Market reform of the electricity sector is essential to enabling a clean energy transition and reducing the country’s carbon emissions. Historically, the lack of a wholesale power market has contributed to curtailment of renewable energy, which makes renewable energy artificially less economical. China’s administratively planned power system had historically encouraged the over-building of coal plants through inflexible planned operating hours contracts that enabled cost recovery for coal plant investments. To ensure the solvency of state-owned power companies and maximize provincial tax revenue, provincial governments had also favoured dispatch of within-province coal plants over trading power between provinces—creating a system known as “provincial fortresses.”
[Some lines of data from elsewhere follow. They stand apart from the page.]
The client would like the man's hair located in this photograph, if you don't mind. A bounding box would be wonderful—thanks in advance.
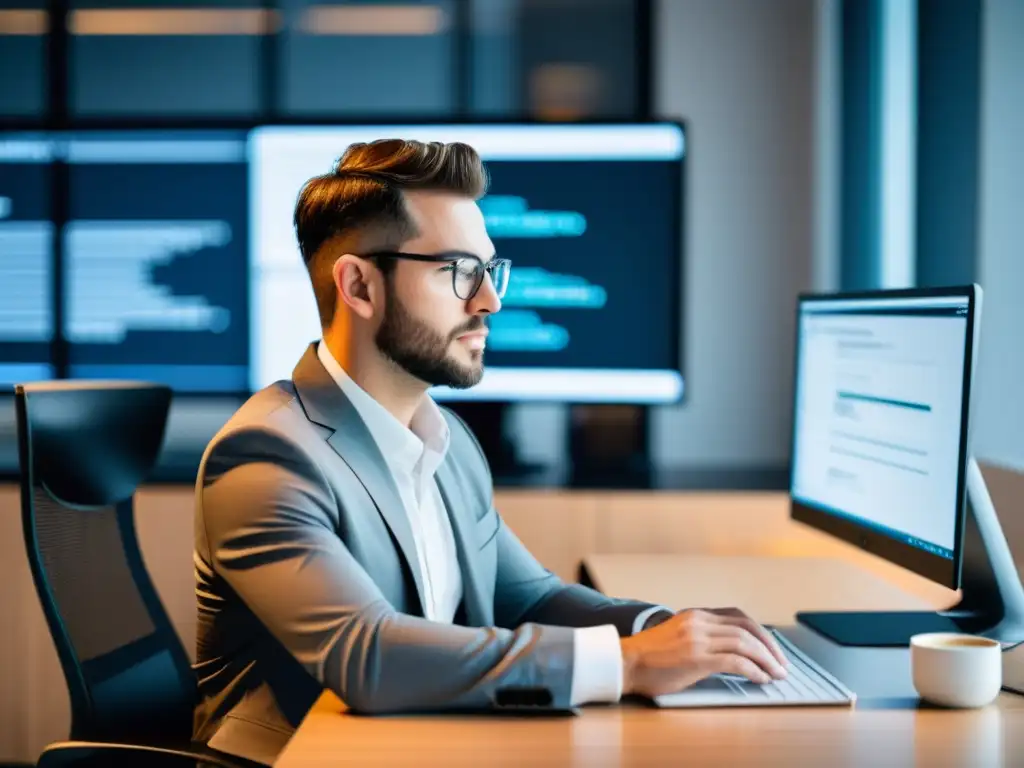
[294,138,487,328]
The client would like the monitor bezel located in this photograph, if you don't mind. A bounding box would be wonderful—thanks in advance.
[790,285,981,590]
[247,116,692,407]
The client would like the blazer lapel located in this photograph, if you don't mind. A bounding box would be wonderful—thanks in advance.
[435,459,493,627]
[293,343,426,610]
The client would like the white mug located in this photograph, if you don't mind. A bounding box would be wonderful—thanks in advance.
[910,632,1002,708]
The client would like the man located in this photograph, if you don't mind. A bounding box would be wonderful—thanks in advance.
[196,139,785,763]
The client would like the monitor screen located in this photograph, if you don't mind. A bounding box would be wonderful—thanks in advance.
[63,130,249,393]
[0,133,54,388]
[250,123,685,403]
[791,293,973,581]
China’s power market reforms that were restarted in 2015 have been aimed at gradually resolving these issues through a combination of market and administrative measures, including phasing out planned operating hours and encouraging power trading among provinces. Today, electricity spot markets are being trialed on provincial level to gain experience for the introduction of a nationwide spot market in the near future. In 2000, Germany’s first electricity exchange started trading in Frankfurt. Two decades later, German and European power markets are ever more integrated with numerous products, from futures to intra-day products, offered on the trading floor.
Within the various Sino-German cooperation projects in the energy sector of GIZ, German and international experts share best practices and offer advice for China’s efforts to establish effective and efficient spot trading mechanisms and advance China’s ongoing power market reform.